The city expects that reductions in the funding of the Section 8-subsidized housing program will mean construction of 110 fewer units next year.
Jobs -- The federal decision to eliminate totally the controversial public-service jobs program under the Comprehensive Employment and Training Act will result in the loss of $80 million in federal funds to Maryland and the elimination of 6,000 jobs.
In addition, cutbacks in the unemployment insurance program and in the Trade Adjustment Act, which provides benefits to persons forced out of work as a result of foreign competition, will reduce federal support by $18 million. About 7,000 persons will lose benefits.
Health and nutrition -- Under the original Reagan plan, state health officials had expected a cut of $27 million in the Medicaid program, which finances health care for the poor. Congress, however, significantly lessened the severity of the reduction, and the loss in 1982 is now expected to be $3 million.
Similarly, Congress rejected altogether what would have been about a $4 million cut in the state program providing nutritional benefits to pregnant mothers and young children under the WICs (women, infants and children) program.
However, smaller programs providing money for maternal and child-care benefits have been put into a block grant and cut so that the amount going to Maryland will be about $1 million less than last year. Two other block grants have been created for preventive health and mental health, resulting in a cutback of $728,000.
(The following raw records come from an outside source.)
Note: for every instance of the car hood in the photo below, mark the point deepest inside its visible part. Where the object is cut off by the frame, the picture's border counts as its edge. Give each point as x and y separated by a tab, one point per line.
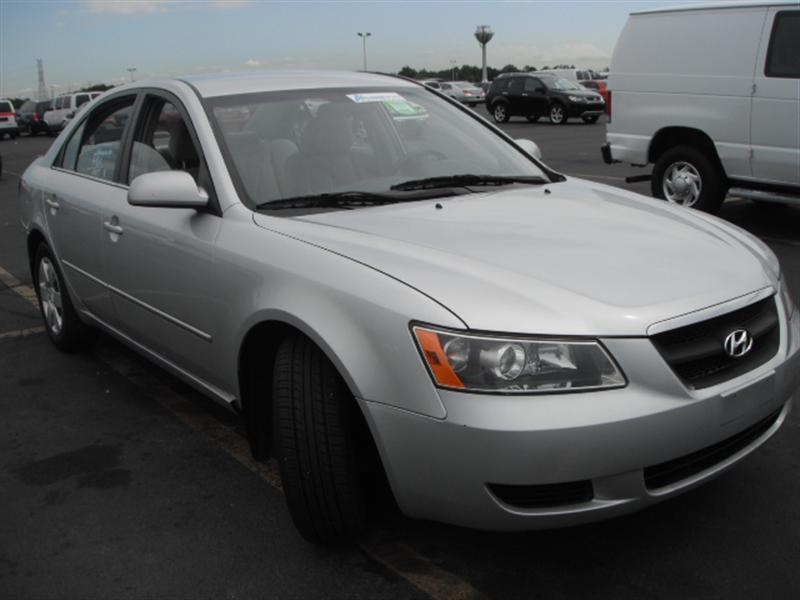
569	258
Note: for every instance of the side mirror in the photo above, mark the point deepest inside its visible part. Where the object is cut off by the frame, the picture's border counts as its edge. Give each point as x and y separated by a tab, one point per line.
167	189
530	148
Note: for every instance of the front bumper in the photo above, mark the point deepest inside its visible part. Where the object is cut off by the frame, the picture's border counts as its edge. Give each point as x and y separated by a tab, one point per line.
442	469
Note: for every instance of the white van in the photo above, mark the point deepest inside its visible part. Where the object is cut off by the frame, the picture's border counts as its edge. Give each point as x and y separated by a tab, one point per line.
65	106
576	75
711	96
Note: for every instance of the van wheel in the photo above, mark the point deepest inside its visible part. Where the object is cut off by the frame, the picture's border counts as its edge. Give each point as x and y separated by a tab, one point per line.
315	423
500	113
558	114
63	325
686	176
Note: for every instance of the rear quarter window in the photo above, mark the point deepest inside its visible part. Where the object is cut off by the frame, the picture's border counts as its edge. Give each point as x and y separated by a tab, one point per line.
783	56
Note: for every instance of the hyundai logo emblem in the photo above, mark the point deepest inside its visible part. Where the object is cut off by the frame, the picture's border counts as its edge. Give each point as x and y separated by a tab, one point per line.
738	343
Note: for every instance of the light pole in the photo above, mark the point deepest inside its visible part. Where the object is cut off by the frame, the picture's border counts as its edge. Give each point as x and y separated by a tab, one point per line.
483	34
364	37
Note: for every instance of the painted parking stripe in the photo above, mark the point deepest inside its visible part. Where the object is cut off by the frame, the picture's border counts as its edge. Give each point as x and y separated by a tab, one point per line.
7	335
15	285
398	558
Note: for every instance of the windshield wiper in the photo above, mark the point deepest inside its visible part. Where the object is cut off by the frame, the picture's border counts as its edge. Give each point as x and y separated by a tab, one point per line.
466	180
336	199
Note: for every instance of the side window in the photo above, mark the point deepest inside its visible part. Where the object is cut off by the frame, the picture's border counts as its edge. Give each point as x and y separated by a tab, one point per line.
162	142
783	56
98	140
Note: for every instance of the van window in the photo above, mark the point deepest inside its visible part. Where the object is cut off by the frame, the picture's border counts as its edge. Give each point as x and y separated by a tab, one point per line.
783	57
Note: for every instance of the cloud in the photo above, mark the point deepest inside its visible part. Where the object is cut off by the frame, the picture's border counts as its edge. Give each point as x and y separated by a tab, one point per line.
137	7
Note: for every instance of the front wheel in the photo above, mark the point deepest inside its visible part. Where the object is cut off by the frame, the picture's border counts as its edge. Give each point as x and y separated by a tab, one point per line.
316	432
500	113
558	114
63	325
686	176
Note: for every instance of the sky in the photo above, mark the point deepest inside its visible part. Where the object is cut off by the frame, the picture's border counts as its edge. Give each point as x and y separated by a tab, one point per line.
96	41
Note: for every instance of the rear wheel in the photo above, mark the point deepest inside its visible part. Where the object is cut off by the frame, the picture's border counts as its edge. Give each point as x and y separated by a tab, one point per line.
558	114
63	325
316	432
687	176
500	113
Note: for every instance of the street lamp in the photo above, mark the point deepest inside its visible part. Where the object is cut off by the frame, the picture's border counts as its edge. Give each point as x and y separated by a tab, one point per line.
364	37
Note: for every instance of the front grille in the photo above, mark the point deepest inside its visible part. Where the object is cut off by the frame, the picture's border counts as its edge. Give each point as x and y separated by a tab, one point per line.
684	467
696	352
544	496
A number of nutrition programs for children have been cut, the largest of which is federal aid for school lunches. The cuts for Maryland amount to about $14 million. Most of these cuts will result in higher charges for school lunches.
Education -- A wide range of federal aid programs to Maryland have been sharply cut back. State officials estimate that grants for vocational rehabilitation will drop by more than $1 million, from $14.5 million to $13.4 million. Vocational education will lose more than $2 million, going from $13.7 million to $11.4 million; grants for education of the handicapped will be cut from $26.3 million to $20.8 million.
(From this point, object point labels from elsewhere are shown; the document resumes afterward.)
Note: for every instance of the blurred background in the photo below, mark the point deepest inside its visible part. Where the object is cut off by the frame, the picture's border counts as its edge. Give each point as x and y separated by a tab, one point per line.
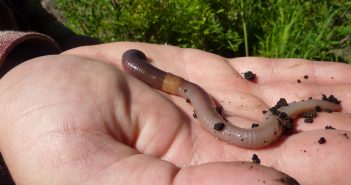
314	29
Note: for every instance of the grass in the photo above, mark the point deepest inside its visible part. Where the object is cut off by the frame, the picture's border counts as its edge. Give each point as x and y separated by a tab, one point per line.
314	29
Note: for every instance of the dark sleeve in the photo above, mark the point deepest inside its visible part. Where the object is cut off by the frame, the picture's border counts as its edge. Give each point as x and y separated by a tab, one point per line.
32	13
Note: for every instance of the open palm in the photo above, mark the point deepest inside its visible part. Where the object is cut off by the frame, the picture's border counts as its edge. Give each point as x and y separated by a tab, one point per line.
75	118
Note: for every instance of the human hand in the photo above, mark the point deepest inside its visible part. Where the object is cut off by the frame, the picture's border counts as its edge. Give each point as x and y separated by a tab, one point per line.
74	120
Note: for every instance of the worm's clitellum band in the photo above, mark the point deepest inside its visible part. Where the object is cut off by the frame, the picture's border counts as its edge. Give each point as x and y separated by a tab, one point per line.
135	63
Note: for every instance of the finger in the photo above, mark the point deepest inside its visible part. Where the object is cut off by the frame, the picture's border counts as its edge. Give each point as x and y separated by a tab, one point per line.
231	172
316	162
292	70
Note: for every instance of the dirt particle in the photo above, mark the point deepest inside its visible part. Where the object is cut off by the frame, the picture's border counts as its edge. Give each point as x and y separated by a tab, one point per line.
286	180
255	159
329	127
282	102
254	125
194	115
322	140
219	110
331	98
345	135
249	75
309	116
219	126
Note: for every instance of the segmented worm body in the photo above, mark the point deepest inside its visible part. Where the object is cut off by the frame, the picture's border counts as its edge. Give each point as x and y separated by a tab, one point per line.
135	63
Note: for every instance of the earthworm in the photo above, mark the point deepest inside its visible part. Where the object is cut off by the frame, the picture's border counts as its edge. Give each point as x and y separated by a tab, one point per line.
135	63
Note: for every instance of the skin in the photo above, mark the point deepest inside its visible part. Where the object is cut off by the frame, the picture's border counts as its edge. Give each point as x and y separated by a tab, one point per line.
70	119
135	62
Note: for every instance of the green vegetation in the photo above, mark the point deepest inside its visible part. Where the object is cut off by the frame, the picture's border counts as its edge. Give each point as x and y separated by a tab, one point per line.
314	29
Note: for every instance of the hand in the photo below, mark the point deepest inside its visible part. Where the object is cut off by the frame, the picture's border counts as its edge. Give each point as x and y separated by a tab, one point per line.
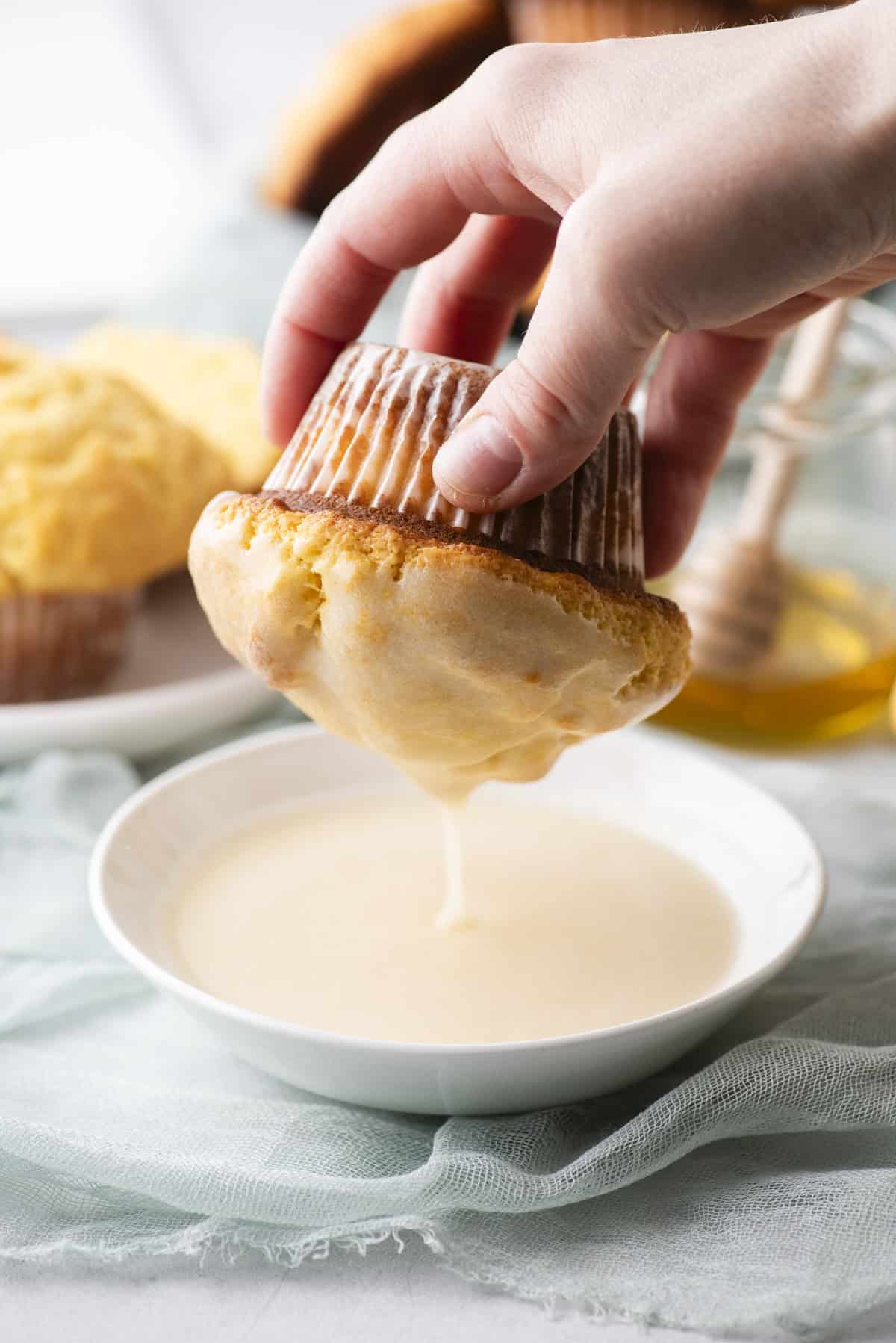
715	186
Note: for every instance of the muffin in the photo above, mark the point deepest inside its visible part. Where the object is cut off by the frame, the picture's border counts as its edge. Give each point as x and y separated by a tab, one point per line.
402	65
464	648
208	385
588	20
99	493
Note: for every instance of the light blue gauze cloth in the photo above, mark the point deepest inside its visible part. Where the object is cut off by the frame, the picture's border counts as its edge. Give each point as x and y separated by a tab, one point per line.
751	1189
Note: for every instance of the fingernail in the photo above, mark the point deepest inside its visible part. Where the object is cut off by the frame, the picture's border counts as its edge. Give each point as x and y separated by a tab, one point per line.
479	462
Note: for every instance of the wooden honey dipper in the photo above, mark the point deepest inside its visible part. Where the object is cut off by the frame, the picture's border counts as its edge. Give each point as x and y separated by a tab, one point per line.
736	587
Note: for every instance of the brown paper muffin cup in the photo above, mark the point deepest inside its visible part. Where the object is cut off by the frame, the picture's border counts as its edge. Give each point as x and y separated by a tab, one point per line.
54	646
588	20
370	438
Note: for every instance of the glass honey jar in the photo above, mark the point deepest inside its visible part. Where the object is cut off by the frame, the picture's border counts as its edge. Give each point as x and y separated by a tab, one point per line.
832	663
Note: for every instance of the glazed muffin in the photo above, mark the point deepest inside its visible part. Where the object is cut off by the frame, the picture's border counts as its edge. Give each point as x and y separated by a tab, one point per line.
210	385
382	77
464	648
99	493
In addition, basic federal block grants providing money targeted to disadvantaged children will drop from $49.2 million to $45.3 million.
All the state's colleges and universities will lose money in varying amounts. A preliminary study of the university system showed, for example, that per-capita grants to the University of Maryland's Baltimore campus will drop from $1.02 million to $64,515. At Bowie State College, the $250,000 federal grant for work-study will remain the same in 1982, but in 1983, it will drop to $150,000. At Coppin State College, a $35,000 federal grant for an urban economic development center will be eliminated altogether in 1983.
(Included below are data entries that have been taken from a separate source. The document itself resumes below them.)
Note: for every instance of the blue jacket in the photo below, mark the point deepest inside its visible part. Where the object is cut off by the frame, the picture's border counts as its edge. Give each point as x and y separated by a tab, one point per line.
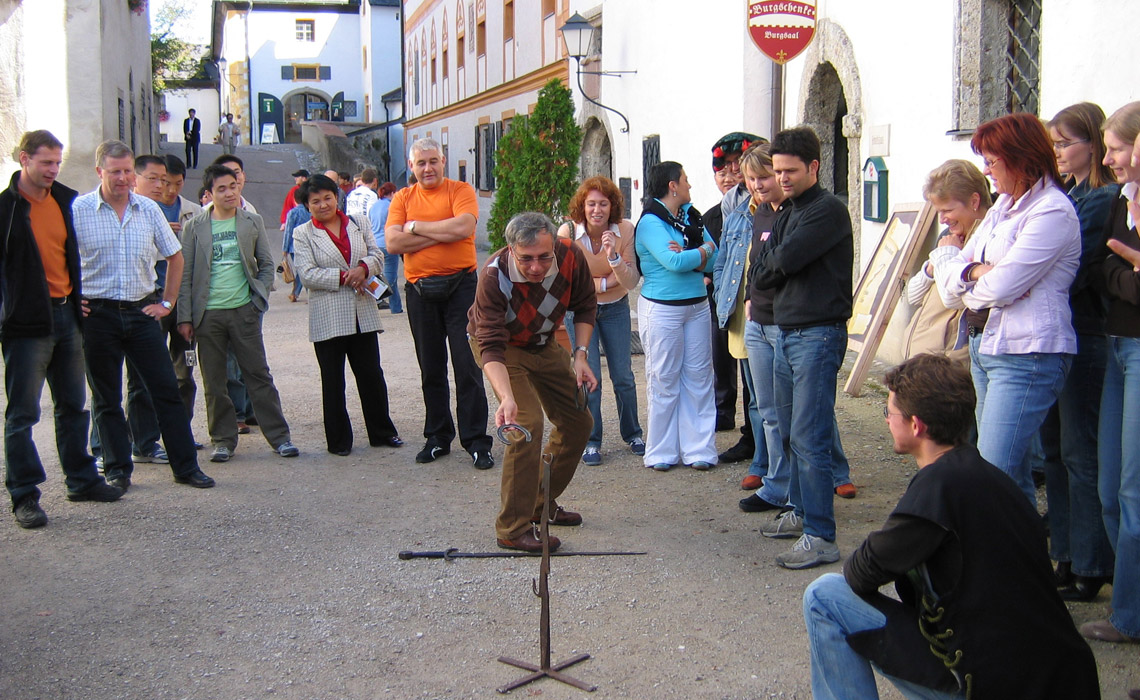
296	216
733	255
1092	208
669	276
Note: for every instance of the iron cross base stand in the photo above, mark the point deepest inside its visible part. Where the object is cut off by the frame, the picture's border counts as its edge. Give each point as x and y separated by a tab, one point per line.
545	670
550	672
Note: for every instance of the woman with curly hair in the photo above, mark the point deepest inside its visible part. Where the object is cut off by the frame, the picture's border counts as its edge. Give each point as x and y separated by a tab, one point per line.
608	241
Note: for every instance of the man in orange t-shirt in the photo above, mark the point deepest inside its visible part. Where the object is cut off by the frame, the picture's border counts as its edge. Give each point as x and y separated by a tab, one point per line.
40	331
432	224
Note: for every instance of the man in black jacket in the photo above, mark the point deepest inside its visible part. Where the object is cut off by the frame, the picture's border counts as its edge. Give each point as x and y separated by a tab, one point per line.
40	331
192	129
807	261
979	613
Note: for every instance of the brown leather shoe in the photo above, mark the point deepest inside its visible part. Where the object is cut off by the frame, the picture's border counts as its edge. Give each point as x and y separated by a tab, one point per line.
846	490
1105	632
566	518
529	542
751	482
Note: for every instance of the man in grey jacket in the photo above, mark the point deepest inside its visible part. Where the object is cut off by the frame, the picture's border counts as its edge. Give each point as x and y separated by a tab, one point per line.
224	294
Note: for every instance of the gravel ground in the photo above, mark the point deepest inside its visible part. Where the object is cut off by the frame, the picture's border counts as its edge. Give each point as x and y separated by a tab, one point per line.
284	582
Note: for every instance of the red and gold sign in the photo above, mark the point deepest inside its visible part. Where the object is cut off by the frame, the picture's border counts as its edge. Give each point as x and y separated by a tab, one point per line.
781	29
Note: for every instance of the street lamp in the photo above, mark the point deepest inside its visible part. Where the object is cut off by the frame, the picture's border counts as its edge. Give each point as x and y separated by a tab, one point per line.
577	38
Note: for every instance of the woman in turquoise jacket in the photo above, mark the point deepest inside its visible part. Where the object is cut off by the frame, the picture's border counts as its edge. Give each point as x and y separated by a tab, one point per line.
674	251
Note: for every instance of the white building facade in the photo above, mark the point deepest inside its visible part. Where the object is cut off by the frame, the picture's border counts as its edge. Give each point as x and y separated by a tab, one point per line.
284	63
80	68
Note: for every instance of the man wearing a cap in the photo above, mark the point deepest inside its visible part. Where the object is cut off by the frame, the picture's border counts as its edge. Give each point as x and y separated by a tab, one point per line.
299	177
731	182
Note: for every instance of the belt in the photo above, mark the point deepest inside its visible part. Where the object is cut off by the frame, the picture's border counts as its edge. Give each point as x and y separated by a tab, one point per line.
114	303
The Farmers' Home Administration grant will be kept at $48,363 in 1982, but then wiped out in 1983. Aid for the state's historical trust will be cut from $1.7 million to $1.3 million in 1982, but in 1983 it will drop to $500,000. Money provided the state under the National Endowment for the Arts will be maintained in 1982 at just over $400,000, but in 1983, it is expected to drop to $200,000.
The community-service grant to the Maryland Center for Public Broadcasting also will be maintained at $1.4 million in 1982, but will fall to $1 million in 1983.